# Cruze "adaptive" 6-spd Automatic



## LARRY01Z28 (Dec 4, 2010)

good info


----------



## montgom626 (Jan 16, 2011)

70AARCUDA said:


> ...GM says: _"...inform the driver..."_
> 
> GM Techlink


Great link


----------



## jlalill (Nov 1, 2010)

what are 'very few miles'...sounds like that they don't know..because very few could mean alot of ranges...100? 1000? 5000?


----------



## Uns69 (Jan 30, 2011)

Great info! With only 100 miles on my LS, I have to say Im not very happy with the shifting characteristics of my car. I hope that improves.


----------



## Spyder (Dec 26, 2010)

Something that I have learned about this kind of system is that if there are multiple drivers with different driving styles it seems to confuse the TCM and it takes longer for it to learn how to adapt to a middle ground.
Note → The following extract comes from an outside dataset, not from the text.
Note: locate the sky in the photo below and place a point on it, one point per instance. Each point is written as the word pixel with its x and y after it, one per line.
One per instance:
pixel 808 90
On a side note, I believe that this also reduces fuel mileage a bit because it cannot optimize to one driving style and has to find that middle ground.


----------



## booradley (Dec 20, 2010)

I wrote GM about my experience with this transmission and its learning curve and other issues, and I await their phone call.


----------



## Spyder (Dec 26, 2010)

Doesn't it take a half hour disconnect for them to lose the memory? I understand that most work in these cases will take longer.


----------



## sedanman (Dec 10, 2010)

Maybe it's non volatile memory like flash. Well **** it should be!


----------



## GM_6T40_Trans_Engineer (Feb 26, 2011)

jlalill said:


> what are 'very few miles'...sounds like that they don't know..because very few could mean alot of ranges...100? 1000? 5000?


 
< 1000


----------